A cat wrote that, so pardon the bad metre. Anyhow lethargy and procrastination are personified in my character. “If you have to do something tomorrow, do it next week” is the maxim I follow with a smile upon my face and glee in my heart. My cousin sister, on the other hand, does not approve of this work methodology which I have perfected over the years. So she went behind my back, cunning fiend that she is, and looked up on methods to battle procrastination. And to my utter surprise she found something that is turning me, unwillingly, into a workaholic who does something (usually writing) 24 hours a day, seven days a week!

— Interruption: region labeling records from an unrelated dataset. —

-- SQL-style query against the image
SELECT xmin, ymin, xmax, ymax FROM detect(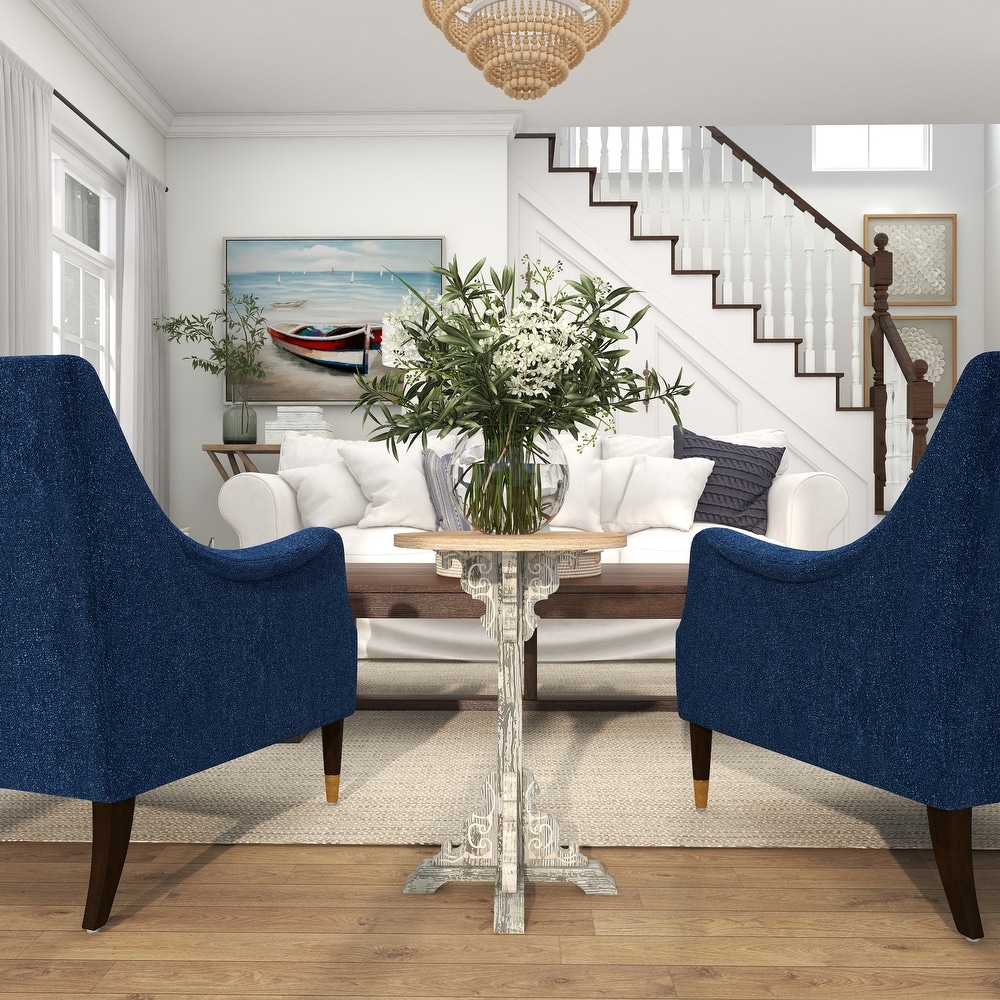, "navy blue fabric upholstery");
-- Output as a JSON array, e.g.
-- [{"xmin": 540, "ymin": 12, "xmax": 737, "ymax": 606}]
[
  {"xmin": 677, "ymin": 353, "xmax": 1000, "ymax": 810},
  {"xmin": 0, "ymin": 357, "xmax": 357, "ymax": 802}
]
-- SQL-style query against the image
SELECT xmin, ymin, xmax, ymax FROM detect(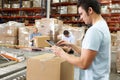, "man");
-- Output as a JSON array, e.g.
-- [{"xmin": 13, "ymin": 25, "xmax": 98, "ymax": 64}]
[
  {"xmin": 52, "ymin": 0, "xmax": 111, "ymax": 80},
  {"xmin": 30, "ymin": 28, "xmax": 41, "ymax": 46}
]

Okay, that is not totally untrue. You see, I belong to this clique (A year out of high school and yet this deplorable word doesn’t leave me alone) of procrastinators who seldom do nothing. We do marginally useful things like sharpening pencils or making timetables of the work we have to do in order to avoid the actual task. Now, if sharpening pencils was the last thing left on Earth for me to do, you could give me candy I wouldn’t do it. NOTHING would induce me to sharpen that beastly little HB pencil. But the minute you say, “Hey, we got an entire exercise on Integral Calculus as homework”, my eyes will glass over and I will steadily start sharpening all pencils in sight just so I can get the requisite amount (which equals infinity) of pencils to do the work (Yeah pens just annoy me). So, we do useful stuff. But it really isn’t required. And we miss out on all the important stuff we’ve to do.

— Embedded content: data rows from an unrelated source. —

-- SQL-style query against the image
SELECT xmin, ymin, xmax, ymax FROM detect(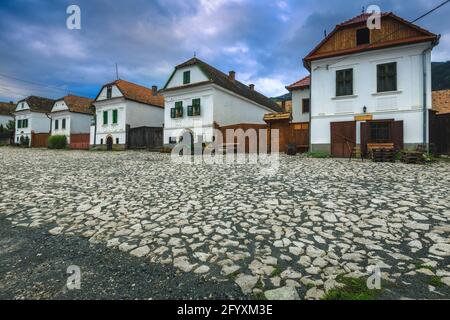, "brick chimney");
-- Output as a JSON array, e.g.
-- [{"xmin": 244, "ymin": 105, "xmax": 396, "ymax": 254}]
[{"xmin": 228, "ymin": 71, "xmax": 236, "ymax": 82}]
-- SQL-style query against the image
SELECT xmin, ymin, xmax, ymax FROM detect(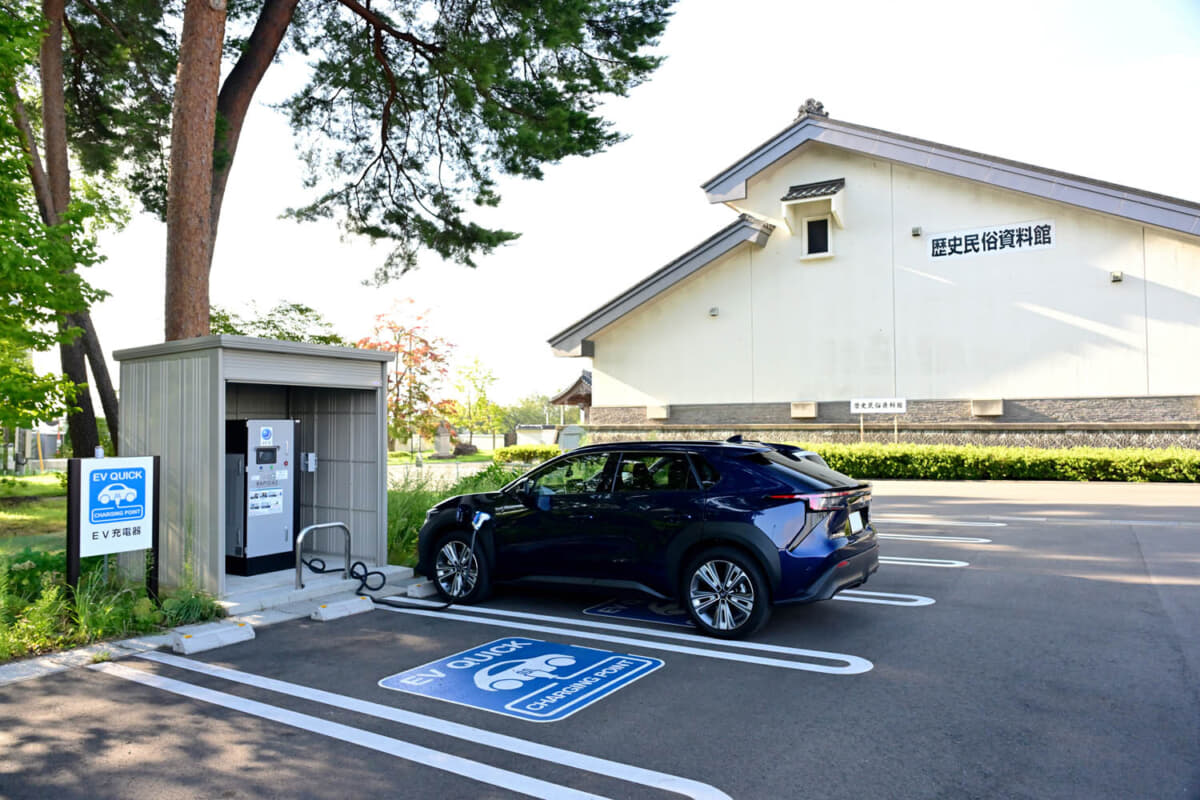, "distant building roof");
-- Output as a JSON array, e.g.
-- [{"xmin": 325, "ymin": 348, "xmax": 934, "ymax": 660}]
[
  {"xmin": 550, "ymin": 369, "xmax": 592, "ymax": 408},
  {"xmin": 779, "ymin": 178, "xmax": 846, "ymax": 203}
]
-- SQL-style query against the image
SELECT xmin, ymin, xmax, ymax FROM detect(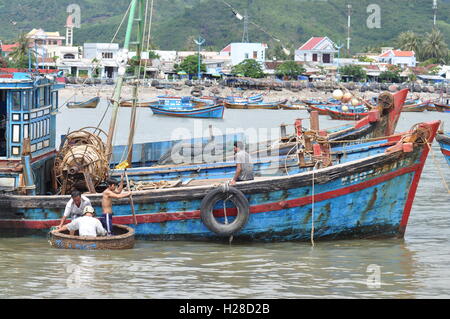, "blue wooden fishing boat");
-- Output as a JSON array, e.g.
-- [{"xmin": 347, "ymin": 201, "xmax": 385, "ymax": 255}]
[
  {"xmin": 0, "ymin": 72, "xmax": 61, "ymax": 194},
  {"xmin": 67, "ymin": 96, "xmax": 100, "ymax": 109},
  {"xmin": 0, "ymin": 0, "xmax": 440, "ymax": 245},
  {"xmin": 0, "ymin": 122, "xmax": 440, "ymax": 242},
  {"xmin": 436, "ymin": 132, "xmax": 450, "ymax": 165},
  {"xmin": 150, "ymin": 104, "xmax": 225, "ymax": 119}
]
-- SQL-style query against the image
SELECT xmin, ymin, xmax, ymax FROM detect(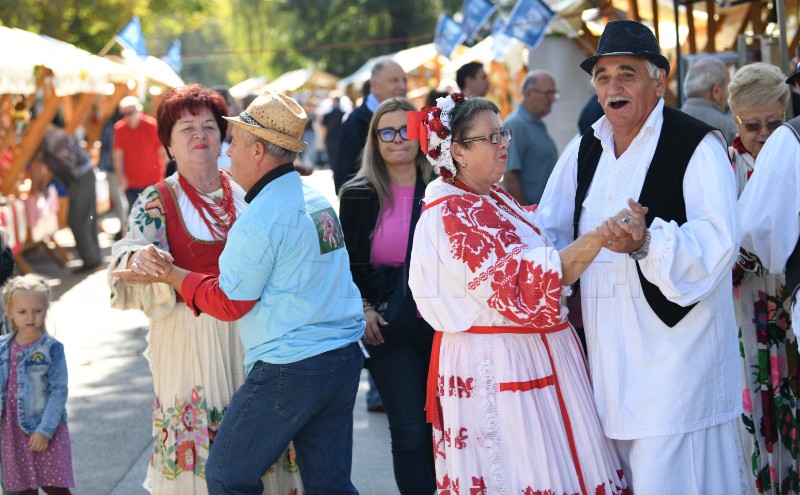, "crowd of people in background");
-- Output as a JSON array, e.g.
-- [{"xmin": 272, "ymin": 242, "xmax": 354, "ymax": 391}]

“There’s a silver lining in every cloud.” Very true, at least in this case. A theory has been evolved by one John Perry (Perry the Procrastinator? Just made my day), a seasoned shirker himself, called Structured Procrastination. It basically expostulates on the use of self deception to make one do one’s work. You make all list of all the work you’re supposed to do and then rank it in order of its importance (This may range from studying history to blankly picking your nose). But the important (and so dashed difficult!) part here is that you’ve to somehow convince yourself that your nose is the most important thing in the world and picking it is mandatory, and possibly the only productive work you’ll ever do in your entire life and so rank it number one and studying history is just blehh and doesn’t really matter. So automatically, your brain (poor little thing, getting deceived by a malicious person like yourself) starts to think about the varied advantages of studying history. It’ll argue that doing history could just be the best possible option on your list. And so he spoke, and so he spoke; the Lord of Castamere (Techincally, lord of your cognitive functions, but what’s a word between friends, eh?). And so shall be done. You’ll enjoy history and positive bridle with indignation if someone so much as mentions the words ‘nose’ and picking’ in the same sentence. And that is the magic of our imagination, friends, Romans and countrymen.
I’m still trying this out and as yet I’m a non-believer. But this photo of John Perry, skipping on a rope of seaweed while work awaits, is making me love him and his idea a little more. One step at a time.